1. ## Integration question

Let f(x) be a continous function such that its first two derivatives f'(x) and f''(x) are continous. The tangents to the graph of f(x) at the points with abscissa x=a and x=b make with the X-axies angles π / 3 and π /4 respectively. then the value of the integral

Integrate [ f'(x) * f''(x) dx ] from a to b equals?

a. 1-root3
b. 0
c. 1
d. -1

Thanks

2. Hello,
Originally Posted by champrock
Let f(x) be a continous function such that its first two derivatives f'(x) and f''(x) are continous. The tangents to the graph of f(x) at the points with abscissa x=a and x=b make with the X-axies angles π / 3 and π /4 respectively. then the value of the integral

Integrate [ f'(x) * f''(x) dx ] from a to b equals?

a. 1-root3
b. 0
c. 1
d. -1

Thanks
I don't know how to solve the final stuff (I guess you have notes about values of the derivative if the tangent makes a certain angle with the x-axis), but I hope this can help you :

$\int_a^b f'(x) f''(x) ~dx=\frac 12 \int_a^b 2 f'(x) [f'(x)]' ~dx$

And this integrates into :
$\left.\frac 12 ~[f'(x)]^2 \right|_a^b$

3. no notes here.

What I had initially attempted was take f'(x) = t so f''(x) dx = dt therefore the integral reduces to Integrate[t d(t)]

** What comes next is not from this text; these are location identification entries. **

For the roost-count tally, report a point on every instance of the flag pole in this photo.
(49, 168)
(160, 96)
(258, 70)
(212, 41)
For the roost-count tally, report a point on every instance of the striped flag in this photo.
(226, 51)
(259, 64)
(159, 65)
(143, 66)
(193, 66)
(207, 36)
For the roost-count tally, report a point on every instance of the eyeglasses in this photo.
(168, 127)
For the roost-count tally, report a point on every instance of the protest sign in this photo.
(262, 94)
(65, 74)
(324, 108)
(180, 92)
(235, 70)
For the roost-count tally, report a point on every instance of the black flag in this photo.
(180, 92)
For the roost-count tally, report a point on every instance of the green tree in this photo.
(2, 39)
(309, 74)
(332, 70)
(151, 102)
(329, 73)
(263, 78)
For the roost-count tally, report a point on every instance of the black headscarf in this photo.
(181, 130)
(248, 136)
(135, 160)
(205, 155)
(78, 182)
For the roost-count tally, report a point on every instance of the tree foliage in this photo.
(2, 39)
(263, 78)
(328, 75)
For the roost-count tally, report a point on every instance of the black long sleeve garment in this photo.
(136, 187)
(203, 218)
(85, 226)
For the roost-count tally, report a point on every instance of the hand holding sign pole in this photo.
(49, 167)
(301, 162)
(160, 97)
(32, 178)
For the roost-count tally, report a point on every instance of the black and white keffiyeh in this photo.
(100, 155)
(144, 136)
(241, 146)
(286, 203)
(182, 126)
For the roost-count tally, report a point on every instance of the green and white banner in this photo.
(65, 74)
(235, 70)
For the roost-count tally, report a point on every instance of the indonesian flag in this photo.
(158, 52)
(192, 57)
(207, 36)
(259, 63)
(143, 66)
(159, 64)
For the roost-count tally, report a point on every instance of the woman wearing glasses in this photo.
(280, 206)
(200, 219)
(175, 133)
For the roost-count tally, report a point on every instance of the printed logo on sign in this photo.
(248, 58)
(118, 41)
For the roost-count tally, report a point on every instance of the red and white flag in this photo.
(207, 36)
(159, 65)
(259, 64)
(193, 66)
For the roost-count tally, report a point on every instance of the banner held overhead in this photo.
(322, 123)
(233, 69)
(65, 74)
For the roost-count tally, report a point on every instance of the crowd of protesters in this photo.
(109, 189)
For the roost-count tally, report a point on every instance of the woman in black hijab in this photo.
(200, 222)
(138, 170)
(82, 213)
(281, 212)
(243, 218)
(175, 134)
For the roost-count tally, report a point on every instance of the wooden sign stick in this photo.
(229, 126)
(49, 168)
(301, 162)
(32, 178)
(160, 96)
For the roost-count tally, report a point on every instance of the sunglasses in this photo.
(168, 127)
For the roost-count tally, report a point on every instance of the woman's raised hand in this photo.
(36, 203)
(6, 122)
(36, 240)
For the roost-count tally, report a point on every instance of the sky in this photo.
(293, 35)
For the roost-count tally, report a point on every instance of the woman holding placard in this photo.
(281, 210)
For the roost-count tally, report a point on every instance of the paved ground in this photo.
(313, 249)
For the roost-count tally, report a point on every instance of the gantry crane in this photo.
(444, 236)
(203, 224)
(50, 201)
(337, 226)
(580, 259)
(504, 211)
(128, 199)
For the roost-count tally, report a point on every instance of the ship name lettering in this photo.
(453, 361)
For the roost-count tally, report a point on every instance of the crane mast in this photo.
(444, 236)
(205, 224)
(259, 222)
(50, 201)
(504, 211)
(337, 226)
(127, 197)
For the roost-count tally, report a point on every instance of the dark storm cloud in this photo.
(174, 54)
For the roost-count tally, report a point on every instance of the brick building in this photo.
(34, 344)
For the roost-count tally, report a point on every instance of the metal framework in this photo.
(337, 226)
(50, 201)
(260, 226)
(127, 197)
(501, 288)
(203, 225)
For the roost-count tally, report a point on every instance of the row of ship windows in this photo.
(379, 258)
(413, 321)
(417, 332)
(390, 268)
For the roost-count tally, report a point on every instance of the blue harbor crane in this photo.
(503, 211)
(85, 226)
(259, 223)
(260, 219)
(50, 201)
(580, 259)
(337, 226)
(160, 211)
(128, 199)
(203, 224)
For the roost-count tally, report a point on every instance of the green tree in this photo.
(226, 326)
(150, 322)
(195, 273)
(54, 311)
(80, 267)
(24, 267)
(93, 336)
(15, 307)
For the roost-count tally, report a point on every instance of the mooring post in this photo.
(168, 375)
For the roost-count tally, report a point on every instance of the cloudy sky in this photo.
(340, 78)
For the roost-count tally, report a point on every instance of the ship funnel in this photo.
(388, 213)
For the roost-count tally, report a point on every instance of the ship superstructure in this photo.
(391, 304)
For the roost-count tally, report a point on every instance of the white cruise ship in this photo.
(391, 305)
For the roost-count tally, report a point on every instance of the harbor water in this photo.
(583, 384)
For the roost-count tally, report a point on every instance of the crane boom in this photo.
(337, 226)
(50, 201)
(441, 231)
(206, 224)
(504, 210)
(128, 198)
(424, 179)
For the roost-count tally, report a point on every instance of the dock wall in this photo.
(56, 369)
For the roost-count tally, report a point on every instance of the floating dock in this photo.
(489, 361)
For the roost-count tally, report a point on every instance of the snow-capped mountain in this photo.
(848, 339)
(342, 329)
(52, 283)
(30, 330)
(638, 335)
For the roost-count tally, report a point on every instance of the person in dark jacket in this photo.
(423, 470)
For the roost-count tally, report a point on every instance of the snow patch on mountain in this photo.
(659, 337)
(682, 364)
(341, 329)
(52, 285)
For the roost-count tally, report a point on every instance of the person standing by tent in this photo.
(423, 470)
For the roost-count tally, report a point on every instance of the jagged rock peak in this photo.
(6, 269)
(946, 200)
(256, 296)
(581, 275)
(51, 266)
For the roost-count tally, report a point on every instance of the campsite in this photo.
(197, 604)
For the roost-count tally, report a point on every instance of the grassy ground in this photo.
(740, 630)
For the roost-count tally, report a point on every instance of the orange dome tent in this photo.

But dont know exactly how to interprete (a,b) here.

4. Originally Posted by champrock
no notes here.

What I had initially attempted was take f'(x) = t so f''(x) dx = dt therefore the integral reduces to Integrate[t d(t)]

But dont know exactly how to interprete (a,b) here.
But please next time, write down what you've tried;...

$\int_a^b t ~dt=\left. \frac 12 t^2 \right|_a^b=\left. \frac 12 [f'(x)]^2 \right|_a^b=\frac 12 [f'(b)]^2-\frac 12 [f'(a)]^2$

Now you know that the tangent to the curve at point a, has a slope of f'(a).
If it forms an angle of pi/3 with the x axis, it means that its slope is tan(pi/3) ---> f'(a)=tan(pi/3) and f'(b)=tan(pi/4)

There is an example here : Vectors Aligned with X-Y Axes, but I can't find a good link (and it's time to eat ^^)

5. actually, I was not at all sure whether this was the right way or not, so I didnt bother to write it. Will keep it in mind.

Enjoy! and thanks once again for boththe questions!